Atmospheric Water Vapor Budget and Its Long‐Term Trend Over the Tibetan Plateau

Abstract

AbstractThe rapid warming and consequent retreat of glaciers across the Tibetan Plateau (TP) have given rise to the debate on the ability of the atmospheric water supply to alleviate the depletion of surface water storage. We investigate long‐term changes in atmospheric water vapor balance across the TP using 40‐year fifth generation European Centre for Medium‐Range Weather Forecasts (ECMWF) (ERA5) reanalysis. Precipitation, water vapor convergence, and evaporation generally maintain an equilibrium but with different long‐term variation trends: 0.68, −0.18, and 0.69 mm/a, respectively. Results suggest the inability of the water vapor arriving from outside the TP to effectively replenish the surface water storage.
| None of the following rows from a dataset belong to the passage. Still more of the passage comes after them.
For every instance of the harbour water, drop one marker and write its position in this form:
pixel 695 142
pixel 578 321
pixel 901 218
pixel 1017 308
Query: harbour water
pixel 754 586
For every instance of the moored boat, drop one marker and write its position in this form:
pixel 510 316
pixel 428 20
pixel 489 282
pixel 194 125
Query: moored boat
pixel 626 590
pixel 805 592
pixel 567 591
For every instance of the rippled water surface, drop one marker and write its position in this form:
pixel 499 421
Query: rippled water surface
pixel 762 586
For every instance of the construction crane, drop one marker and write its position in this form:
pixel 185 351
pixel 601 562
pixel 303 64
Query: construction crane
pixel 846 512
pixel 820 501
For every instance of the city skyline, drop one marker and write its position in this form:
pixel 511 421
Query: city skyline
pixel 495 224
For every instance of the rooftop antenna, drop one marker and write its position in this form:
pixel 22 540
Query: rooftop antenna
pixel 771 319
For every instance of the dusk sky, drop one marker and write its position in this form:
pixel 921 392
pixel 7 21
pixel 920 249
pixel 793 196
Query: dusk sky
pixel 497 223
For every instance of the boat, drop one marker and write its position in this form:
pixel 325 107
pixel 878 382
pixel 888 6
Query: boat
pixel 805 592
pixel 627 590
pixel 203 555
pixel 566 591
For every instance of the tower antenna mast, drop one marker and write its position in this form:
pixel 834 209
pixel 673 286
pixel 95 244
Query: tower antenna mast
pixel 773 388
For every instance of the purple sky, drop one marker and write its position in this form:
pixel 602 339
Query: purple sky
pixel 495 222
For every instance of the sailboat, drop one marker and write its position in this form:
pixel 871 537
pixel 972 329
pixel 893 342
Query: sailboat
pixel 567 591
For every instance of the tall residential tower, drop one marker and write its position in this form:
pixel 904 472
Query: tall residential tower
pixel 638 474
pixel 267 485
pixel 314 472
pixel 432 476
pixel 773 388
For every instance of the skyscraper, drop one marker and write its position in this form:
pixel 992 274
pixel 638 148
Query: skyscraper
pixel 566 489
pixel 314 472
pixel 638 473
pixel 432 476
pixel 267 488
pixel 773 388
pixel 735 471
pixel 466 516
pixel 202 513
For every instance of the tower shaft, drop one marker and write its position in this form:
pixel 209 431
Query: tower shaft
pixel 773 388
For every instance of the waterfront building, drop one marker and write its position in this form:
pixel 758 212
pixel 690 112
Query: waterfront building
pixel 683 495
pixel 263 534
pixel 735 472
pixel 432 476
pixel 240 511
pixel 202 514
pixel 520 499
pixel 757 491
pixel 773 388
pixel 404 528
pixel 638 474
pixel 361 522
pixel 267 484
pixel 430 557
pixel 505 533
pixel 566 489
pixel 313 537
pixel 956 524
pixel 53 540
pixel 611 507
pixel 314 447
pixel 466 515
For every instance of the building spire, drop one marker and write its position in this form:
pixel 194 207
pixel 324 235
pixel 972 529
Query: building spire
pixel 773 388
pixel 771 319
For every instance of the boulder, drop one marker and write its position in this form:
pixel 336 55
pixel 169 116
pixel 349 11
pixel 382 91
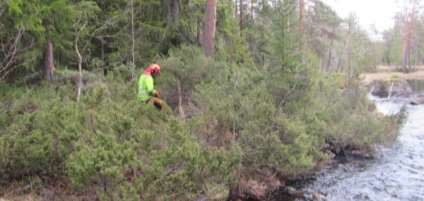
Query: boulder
pixel 417 100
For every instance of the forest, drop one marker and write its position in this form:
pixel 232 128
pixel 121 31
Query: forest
pixel 257 92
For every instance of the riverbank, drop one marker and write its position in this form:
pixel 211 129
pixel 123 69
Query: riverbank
pixel 395 174
pixel 390 73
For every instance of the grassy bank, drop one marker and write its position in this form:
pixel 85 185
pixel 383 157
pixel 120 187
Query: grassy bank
pixel 112 147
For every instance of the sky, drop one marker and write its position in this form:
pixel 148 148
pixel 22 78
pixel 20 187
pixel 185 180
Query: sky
pixel 371 13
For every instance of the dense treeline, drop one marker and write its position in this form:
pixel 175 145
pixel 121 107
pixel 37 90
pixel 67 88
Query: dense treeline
pixel 252 86
pixel 402 45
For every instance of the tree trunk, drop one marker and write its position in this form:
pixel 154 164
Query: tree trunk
pixel 79 81
pixel 49 61
pixel 301 16
pixel 180 100
pixel 173 11
pixel 132 67
pixel 210 27
pixel 241 16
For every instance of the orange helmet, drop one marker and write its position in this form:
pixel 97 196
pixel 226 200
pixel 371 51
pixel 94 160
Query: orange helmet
pixel 153 69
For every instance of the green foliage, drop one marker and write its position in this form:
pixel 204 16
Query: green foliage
pixel 261 102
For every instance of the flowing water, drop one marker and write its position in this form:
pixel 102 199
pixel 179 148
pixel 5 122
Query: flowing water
pixel 397 173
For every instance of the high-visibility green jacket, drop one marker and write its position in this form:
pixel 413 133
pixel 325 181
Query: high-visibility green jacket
pixel 145 87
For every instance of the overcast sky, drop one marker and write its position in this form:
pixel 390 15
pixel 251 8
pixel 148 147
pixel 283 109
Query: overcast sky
pixel 378 13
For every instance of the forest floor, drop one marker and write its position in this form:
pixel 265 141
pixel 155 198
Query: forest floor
pixel 386 73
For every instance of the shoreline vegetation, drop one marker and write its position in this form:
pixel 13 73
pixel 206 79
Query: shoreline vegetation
pixel 259 97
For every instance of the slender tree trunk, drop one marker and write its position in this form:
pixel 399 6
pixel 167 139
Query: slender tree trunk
pixel 236 8
pixel 241 16
pixel 132 41
pixel 210 27
pixel 180 100
pixel 79 81
pixel 251 10
pixel 49 61
pixel 301 16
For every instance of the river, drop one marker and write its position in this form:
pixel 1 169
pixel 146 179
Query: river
pixel 397 172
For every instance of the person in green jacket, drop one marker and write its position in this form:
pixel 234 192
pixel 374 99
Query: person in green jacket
pixel 146 89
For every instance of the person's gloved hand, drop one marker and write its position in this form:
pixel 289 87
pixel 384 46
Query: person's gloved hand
pixel 156 94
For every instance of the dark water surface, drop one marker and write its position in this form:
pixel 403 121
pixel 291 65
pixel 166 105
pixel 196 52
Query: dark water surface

Despite of huge changes in atmospheric water vapor balance during summer, the risk of water storage depletion is brought by other three seasons, especially the autumn. The climatology and long‐term trends of water vapor balance exhibit strong variation across the regions of TP. The surrounding areas of Yarlung Zangbo Grand Canyon experience sharp decrease in water vapor convergence, thus reducing precipitation. Moreover, increasing evaporation is expected to severely loss of surface water storage. For the Three Rivers Source Region with no significant changes in total precipitations, decrease in water transported from outside of TP overlaps increase in evaporation results in the possible depletion of surface water storage. Brahmaputra basin, inner TP, and Qilian Mountain exhibit significant wetting trends due to increases in both convergence of water vapor flux and evaporation. Above regional and seasonal characteristics of water vapor, balances across the TP are attributed by inhomogeneous variation of atmospheric heat source and complex changes of atmospheric circulations.